Hookers, Quilters make point at ballpark

It was just a little more than a year ago, on June 5, 2010, that a group of 426 knitters, crocheters, cross-stitchers and needlepointers set a Guinness world record by doing those things continuously during a New York Mets game at Citi Field under the watchful eye of Deborah Norville. Now you know what one does after being replaced on “The Today Show” by Joe Garagiola or someone.

Nate Robertson was the starting pitcher for the Florida Marlins and Jonathon Niese was going for the Mets that night, so that probably had something to do with it. (Robertson vs. Niese might not be the Bizarro World equivalent of Koufax vs. Marichal, but it might explain the run on knitting needles and crochet hooks at the local Hobby Lobby when it’s their turn to pitch.)

First there were peanuts and Cracker Jack; now there is Stitch N’ Pitch, “which brings together two wonderful traditions — baseball and the needle arts.” I’ll bet not even Bob Costas was aware of that.

Stitch N’ Pitch, it can be assumed, is a relatively new phenomenon; otherwise, there’s probably a pretty good chance that John Rocker would still be employed as a left-handed setup man. From what I understand, it is difficult to work up a homophobic rant when one is knitting baby booties or crocheting an afghan in the visitors’ bullpen.

This season, 16 major league teams and more than 150 minor league ones are holding Stitch N’ Pitch days or nights, taking the baseball yarn to a whole ‘nother dimension. The 51s held theirs Monday night, against the Colorado Springs Sky Sox at Cashman Field on a beautiful night for a ballgame, or hooking an afghan.

There wasn’t a lot of notice about Stitch N’ Pitch Night, which was unfortunate. Had their been a bigger turnout, perhaps the Stitch N’ Pitchers could have combined their talents to crochet the 51s a new ballpark, after the Nevada Legislature last week failed to approve a bill that would have created a special taxing district for one.

For a while Monday, the only evidence of arts and crafts at the ballpark was a giant quilt — or as they call them in Milwaukee, Prince Fielder warmup jackets — for which the Las Vegas Quilters were selling raffle tickets on the home plate concourse. But then the Las Vegas Hookers — what, you expected they’d call themselves the Hairpin Loom Artisans — arrived, and soon there was enough needling going on to impress the old Gashouse Gang.

Insert hook, yarn over, pull strand through loop, yarn over … repeat … about a bazillion times. Although these women make the hooks and needles flash like switchblades at a street fight, it still seems tedious to the untrained eye. It is sort of like watching Carlos Zambrano pitch out of a bases-loaded jam when he’s irritated about something.

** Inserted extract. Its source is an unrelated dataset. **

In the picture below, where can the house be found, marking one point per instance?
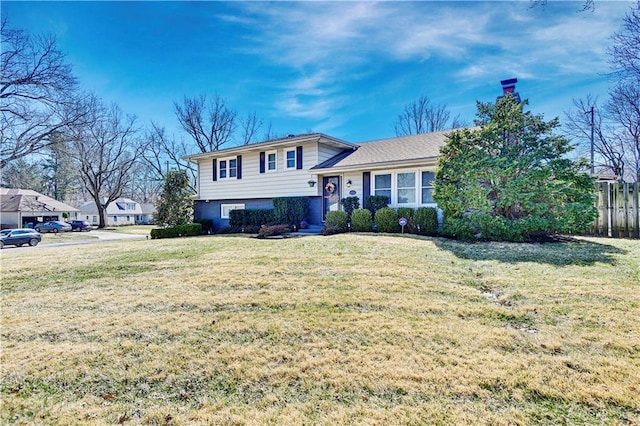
(317, 166)
(123, 211)
(146, 217)
(24, 207)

Dana Eads, who was working on — what else? — an afghan, said a big one, the kind you can throw over the back of Fielder’s sofa, usually takes her a couple of months. Angela Applegate, the Hookers’ president, was fashioning a sock that her friend Shannon Paul tried on, and the consensus among bystanders was there should be an unwritten rule against that, like stealing second while leading 8-1 in the late innings. One of the other Hookers was crocheting an orange thing that appeared on its way to becoming a pot holder or, more likely, another afghan.

These needle arts are a lot like baseball, in that one learns to do them as a youngster, with the primary exception being that once you master the technique, it’s easier than hitting a curve ball or the cutoff man.

About that time, the 51s’ Brett Cecil was finishing his warmup pitches. He would be opposed by Edgar Gonzales of the Sky Sox. It wasn’t exactly Nate Robertson vs. Jonathon Niese, and yet the chances that several afghans would be finished by the home sixth seemed a distinct possibility.